I have grown to appreciate language so much more — it is evocative, complex and versatile. Language has the power to incarcerate or liberate, articulate or discombobulate! Words are heavy with history and meaning but they are also highly dynamic, maintaining the pace of our rapidly changing world. Writing is a dance: sometimes you stumble, sometimes you can’t quite keep up with the beat. But when you connect with the right words, in the right order, you feel like you are gliding, being propelled forward by your own momentum. It’s freeing.
I am cognisant of my fledgling writer status. Perhaps I am even better aligned with the altricial stage of word-manipulation, when one’s plumage is still mostly comprised of that soft, fluffy, down. (And one who still uses cheesy bird life-cycle analogies to describe their lack of experience).
I’ve always wanted to write. As a child I was prolific, spilling onto paper tales of heroic girls, mythical creatures and far-away lands. Along with reading, writing was my favourite pastime and it came so naturally to me. As adolescence set in, I found less constructive things to be interested in (like drinking and boys). So when adulthood arrived, unannounced, and I wanted to pick up where I had left off a decade earlier, I couldn’t understand why it was suddenly so difficult. Soon, I become my own worst critic, determining I was never going to be good enough. The more this belief was instilled in me, the less I wrote. The less I wrote, the more my forecast became true.
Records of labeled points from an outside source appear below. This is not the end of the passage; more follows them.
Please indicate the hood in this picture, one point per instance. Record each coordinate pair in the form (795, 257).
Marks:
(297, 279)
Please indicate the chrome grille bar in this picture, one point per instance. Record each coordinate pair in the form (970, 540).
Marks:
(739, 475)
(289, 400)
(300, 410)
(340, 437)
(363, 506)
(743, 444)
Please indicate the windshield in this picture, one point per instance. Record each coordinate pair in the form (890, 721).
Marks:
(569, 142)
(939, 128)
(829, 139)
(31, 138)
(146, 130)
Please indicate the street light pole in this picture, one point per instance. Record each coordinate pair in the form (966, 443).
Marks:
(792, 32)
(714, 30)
Another decade passed and that’s when it hit me: I wasn’t ‘bad’, I was out of practice and simply needed to start back at the beginning. This blog is my beginning. We all work at our own pace and I have managed to impregnate in my mind the idea that age doesn’t dictate your life coordinates. I get to decide where I go next.
I chose fashion as the anchor for my blog partly due to its subjectivity, and partly due to its relatability. Wearing clothing is part of what makes us human, making it as relevant to our culture as film, literature, music and sport. I also just find clothing beautiful, there is a buoyancy to it. Fashion doesn’t have to equate to vapidity: it doesn’t need to be about spending money, maintaining an ‘on-trend’ status or unrealistic constructs of beauty. Apparel, like language, when selected thoughtfully and compiled with a certain level of prowess, becomes art. (It can also simply be a lot of fun!)
What you wear can tell a story or set a mood. It has the ability to make a statement — the outfit becoming greater than the sum of its parts. The garments hanging in our wardrobes are also a visual representation of the time in which they resided, because fashion is heavily influenced by the social, political and environmental arenas surrounding its incarnation. Clothing can be used as a tool to define cultures/subcultures, and allow a sense of ‘belonging’, but is also multifarious enough to provide a platform for individual self-expression.
And here I am, expressing myself!
Thank you, THANK YOU, to everyone who read any of my posts last year! I am so grateful that people, other than my mum, took the time.